Cet article est une recension de l’ouvrage de Christine Leroy, La Phénoménologie, réalisée par Aurélien Deudon pour Implications Philosophiques. Vous pouvez trouver l’ouvrage en cliquant ici.

 

Avec son ouvrage La phénoménologie publié chez Ellipse dans la collection  »Apprendre à philosopher », Christine Leroy s’essaye à renouveler le genre de l’introduction au courant phénoménologique. Naturellement, un tel exercice de sensibilisation pédagogique s’avère toujours périlleux dans la mesure où il faut parvenir à revigorer les grands enjeux tout en ne succombant pas à une trop grande technicité. Mais au-delà de ce défi didactique, auquel se plie sans complexe notre autrice1 et que d’autres auteurs avaient relevés avant elle, c’est par un double parti pris articulé que cette incursion en phénoménologie se distingue avec force et originalité des introductions antérieures.

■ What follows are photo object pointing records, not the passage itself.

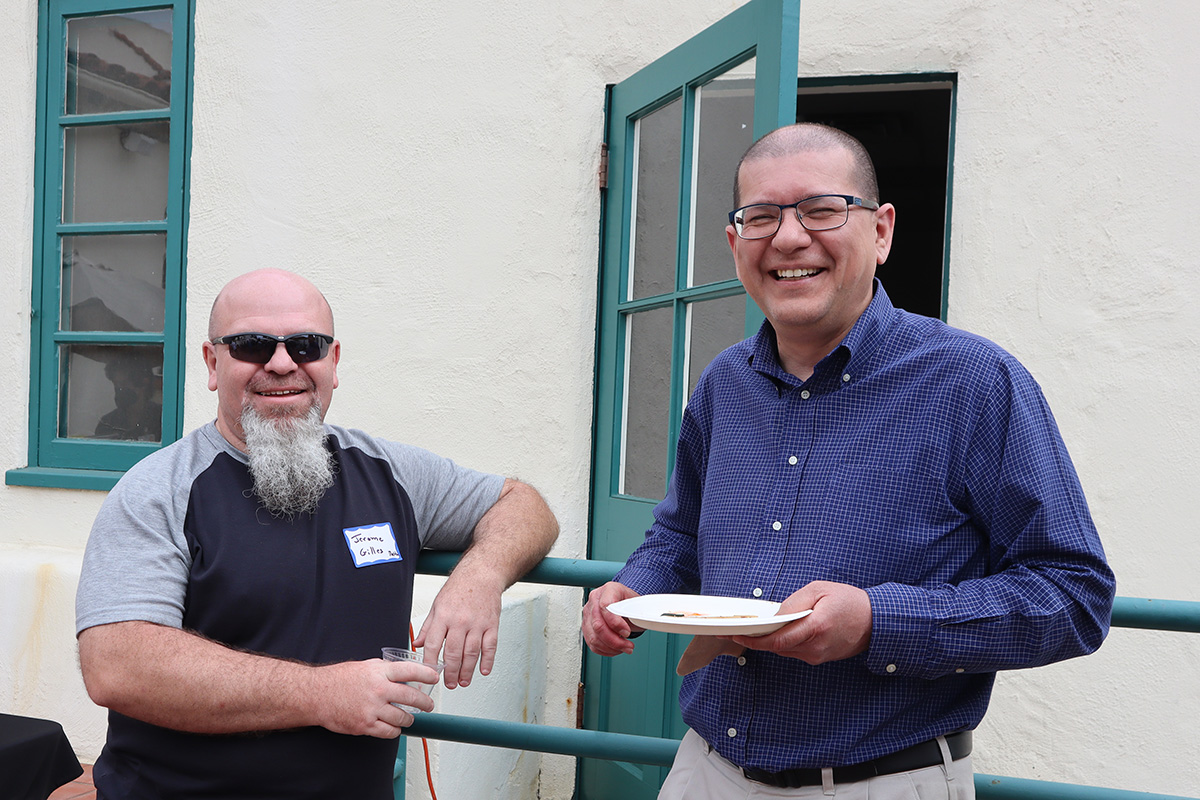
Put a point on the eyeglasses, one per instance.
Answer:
(820, 212)
(259, 348)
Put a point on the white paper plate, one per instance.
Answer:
(753, 617)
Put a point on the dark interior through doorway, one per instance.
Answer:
(906, 128)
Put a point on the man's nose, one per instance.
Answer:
(281, 361)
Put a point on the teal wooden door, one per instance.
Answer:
(670, 301)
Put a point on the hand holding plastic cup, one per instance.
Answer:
(401, 654)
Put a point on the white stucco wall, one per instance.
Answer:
(322, 139)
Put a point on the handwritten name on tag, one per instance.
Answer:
(372, 543)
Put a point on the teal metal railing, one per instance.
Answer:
(1127, 612)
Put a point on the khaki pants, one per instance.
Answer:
(701, 774)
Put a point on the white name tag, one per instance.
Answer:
(372, 543)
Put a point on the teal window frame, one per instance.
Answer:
(55, 461)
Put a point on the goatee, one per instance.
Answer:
(288, 459)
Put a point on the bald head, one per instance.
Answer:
(267, 293)
(807, 137)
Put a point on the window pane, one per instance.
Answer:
(713, 326)
(113, 283)
(118, 62)
(652, 263)
(647, 403)
(111, 391)
(115, 173)
(724, 132)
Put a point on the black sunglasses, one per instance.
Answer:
(259, 348)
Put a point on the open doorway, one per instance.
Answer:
(906, 125)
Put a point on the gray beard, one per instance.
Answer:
(288, 461)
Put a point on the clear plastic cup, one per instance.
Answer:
(401, 654)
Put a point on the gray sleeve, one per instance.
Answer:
(137, 561)
(448, 499)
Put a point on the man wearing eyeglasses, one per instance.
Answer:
(239, 584)
(903, 480)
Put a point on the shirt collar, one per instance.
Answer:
(853, 350)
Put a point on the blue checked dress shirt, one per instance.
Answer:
(919, 463)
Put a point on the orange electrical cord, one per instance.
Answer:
(425, 744)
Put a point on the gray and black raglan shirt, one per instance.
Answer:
(183, 541)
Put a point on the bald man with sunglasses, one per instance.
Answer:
(239, 584)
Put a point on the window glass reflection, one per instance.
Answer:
(115, 173)
(724, 131)
(655, 238)
(713, 326)
(119, 62)
(647, 403)
(109, 391)
(113, 282)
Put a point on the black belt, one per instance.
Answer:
(917, 757)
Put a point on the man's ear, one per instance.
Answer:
(885, 224)
(209, 352)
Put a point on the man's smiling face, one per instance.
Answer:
(279, 304)
(813, 286)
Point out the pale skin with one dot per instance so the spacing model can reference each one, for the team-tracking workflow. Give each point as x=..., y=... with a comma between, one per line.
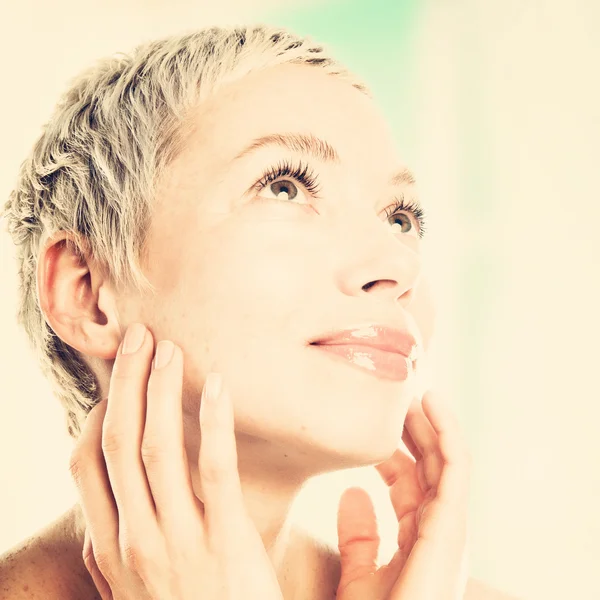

D’un côté, Leroy est résolue à prouver que si la phénoménologie s’incarne indéniablement à travers des phénoménologies, pour autant cette multiplicité n’entame jamais leur unité d’appartenance à la phénoménologie. Cet enrayage de l’alternative de l’un et du multiple, caractéristique au fond de tout courant de pensées, n’a pas toujours été suffisamment observé. En effet, bons nombres d’ouvrages introductifs2 font davantage droit à la diversité des phénoménologies et sombrent facilement dans un inventaire de doctrines. Dès lors, si Leroy projette de « subsumer la diversité des courants phénoménologiques sous l’unité d’une démarche »3 c’est qu’elle entend moins rédiger une présentation topique qu’introduire à une manière de penser. Concrètement, c’est par le biais du concept fondamental d’intentionnalité, et l’examen de ses transformations et déclinaisons, que cette introduction veut unifier la diversité des approches phénoménologiques. Le choix de s’emparer de l’intentionnalité comme fil conducteur apparaît particulièrement judicieux et opérant puisque, depuis Husserl, toute phénoménologie, séditieuse soit-elle, part de cette tension du sujet vers l’objet comme d’un évidence soit pour en donner sa version, soit pour l’inféoder à un autre type de principe phénoménal. Et à vrai dire, même si cela n’est pas explicitement mentionné dans l’  »Introduction » du livre, notre autrice sera systématiquement très attentive au pendant de l’intentionnalité qu’est le mouvement réflexif et la connaissance de soi. En somme, c’est par le truchement des problématiques corrélatives de l’intentionnalité et de la réflexivité que cette introduction se décide à mettre en avant l’unité plurielle de la phénoménologie.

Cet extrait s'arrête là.